Whether or not Smith-Marsette would have been drafted or made it in the NFL with eligibility remaining doesn’t matter. Plenty of players bet on themselves in a physically unforgiving sport. And the trend of taking a shot at the league before the body adds more miles in college is rising.
Smith-Marsette believes his best path is helping the Hawkeyes with his dynamic skill set for another year. If he does that, his NFL stock increases. With what he’s shown to date, you have to like his chances.
The New Jersey native’s performance overshadowed a highly-touted group of USC receivers in December’s Holiday Bowl. He scored touchdowns rushing, receiving and on a kick return in earning offensive MVP honors during a 49-24 Iowa victory.

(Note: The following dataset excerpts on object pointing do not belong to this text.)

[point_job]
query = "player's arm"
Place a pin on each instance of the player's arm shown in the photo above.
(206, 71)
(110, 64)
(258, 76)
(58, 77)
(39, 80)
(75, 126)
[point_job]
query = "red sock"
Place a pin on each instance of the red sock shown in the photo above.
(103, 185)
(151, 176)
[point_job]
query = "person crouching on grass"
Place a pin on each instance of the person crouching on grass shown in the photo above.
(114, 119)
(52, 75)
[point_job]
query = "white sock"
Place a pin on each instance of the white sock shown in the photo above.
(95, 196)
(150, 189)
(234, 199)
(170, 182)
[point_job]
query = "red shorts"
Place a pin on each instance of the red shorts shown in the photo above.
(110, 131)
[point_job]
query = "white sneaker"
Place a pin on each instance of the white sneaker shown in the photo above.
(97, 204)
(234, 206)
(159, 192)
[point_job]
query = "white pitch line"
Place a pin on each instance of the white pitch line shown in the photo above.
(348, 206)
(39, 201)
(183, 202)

Smith-Marsette supplies the Hawkeyes with one of the nation’s top kick-return men and a receiver becoming more well-rounded by the game. He has a knack for delivering in the clutch.

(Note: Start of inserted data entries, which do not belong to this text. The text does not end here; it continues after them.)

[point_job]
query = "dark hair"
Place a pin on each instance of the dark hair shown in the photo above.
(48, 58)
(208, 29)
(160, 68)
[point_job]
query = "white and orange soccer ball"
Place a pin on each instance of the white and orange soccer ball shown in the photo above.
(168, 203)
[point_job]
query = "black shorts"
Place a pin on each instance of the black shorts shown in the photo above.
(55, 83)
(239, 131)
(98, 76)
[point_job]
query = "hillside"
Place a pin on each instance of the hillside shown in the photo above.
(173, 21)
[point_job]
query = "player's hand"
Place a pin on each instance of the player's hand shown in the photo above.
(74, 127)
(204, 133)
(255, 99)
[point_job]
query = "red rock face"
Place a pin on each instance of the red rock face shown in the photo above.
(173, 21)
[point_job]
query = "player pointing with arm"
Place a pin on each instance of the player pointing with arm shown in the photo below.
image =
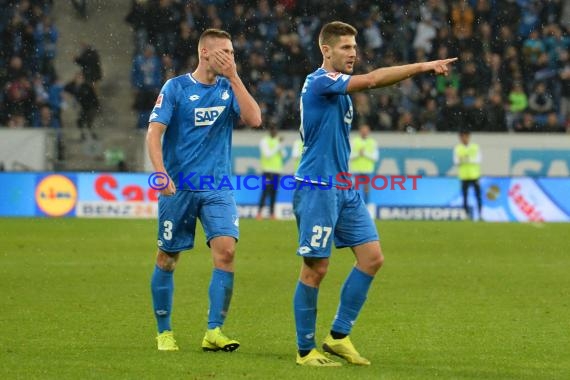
(196, 113)
(324, 216)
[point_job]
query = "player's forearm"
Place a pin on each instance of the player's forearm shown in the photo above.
(385, 76)
(249, 109)
(154, 146)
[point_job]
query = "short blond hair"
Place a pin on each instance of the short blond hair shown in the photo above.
(331, 32)
(213, 33)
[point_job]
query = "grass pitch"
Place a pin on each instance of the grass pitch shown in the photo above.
(453, 301)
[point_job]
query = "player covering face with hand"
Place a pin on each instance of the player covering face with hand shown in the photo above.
(339, 216)
(195, 114)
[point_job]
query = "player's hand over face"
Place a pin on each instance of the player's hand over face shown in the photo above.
(441, 66)
(224, 63)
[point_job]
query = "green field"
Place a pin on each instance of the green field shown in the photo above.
(455, 300)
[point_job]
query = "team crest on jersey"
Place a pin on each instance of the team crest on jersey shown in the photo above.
(334, 76)
(159, 101)
(207, 116)
(348, 116)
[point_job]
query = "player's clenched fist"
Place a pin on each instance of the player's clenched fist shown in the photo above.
(441, 66)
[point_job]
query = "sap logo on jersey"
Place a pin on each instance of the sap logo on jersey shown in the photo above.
(207, 116)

Despite boasting an offense with playmakers like Tyler Goodson, Tyrone Tracy, Nico Ragaini, Brandon Smith and Sam LaPorta, Iowa would have suffered a big blow to the unit had Smith-Marsette left school early. It was no less important than offensive tackle Alaric Jackson and defensive end Chauncey Golston returning for their final college campaigns and a strong argument can be made it might end up being more impactful.
Smith-Marsette (6-1, 186) has hurt opponents on special teams, catching passes and running the ball. For a large portion of the last decade, Hawkeye fans yearned for game-breakers. He arrived back in ’17 as an underweight, unpolished product who coaches called out for a lack of focus.
He’s put in the work and become a leader in the receiver room. He’s added 27 pounds since arriving on campus, the strength helping him block better. He caught 18 passes as a true freshman, 23 as a second-year sophomore and 44 for a team-high 722 yards and five touchdowns in ’19. He’s ranked in the Top 4 nationally for kick returns each of the last two seasons, averaging 29.6 yards per return, and earning Big Ten return specialist of the year honors in ’18.
We first witnessed Smith-Marsette’s flair for the dramatic back in ’17 at Iowa State. With the Hawkeyes trailing by 10 points in the fourth quarter, he caught the first touchdown of his career. He then hauled in the game-winner in a 44-41 overtime victory. The next season, he set a bowl record with 150 yards on five kickoff returns in an upset of Mississippi State in the Outback.
He played his best football when Iowa won its final four games of last season. The stretch started with a 23-19 win against Top 10 and previously unbeaten Minnesota. He contributed a five-yard touchdown and a key third-down conversion catch late in the fourth quarter. The next week, he accumulated a career-best 121 receiving yards on four catches against Illinois.
In the regular-season finale at Nebraska, Smith-Marsette’s 45-yard, first-quarter touchdown run put his team up 7-0. His 95-yard kick return for a touchdown came after the Huskers cut their deficit to seven points in the second quarter. He hauled in a 22-yard reception on 3rd-and-10 deep in Iowa territory late in the fourth quarter, helping set up the game-winning field goal in a 27-24 victory.
It’s fun imagining what memories Smith-Marsette will add to his legacy in ’20. We could all use some positive stories with the year we’ve experienced to date.
That Smith-Marsette’s contributions will stretch beyond the box score means as much if not more than his yards or touchdowns. His value is exponentially greater in a program working at becoming more inclusive. His magnetic personality and sense of humor bring people together at a much-needed time.
There’s unfinished business, on and off the field, and Smith-Marsette is the right man for the job.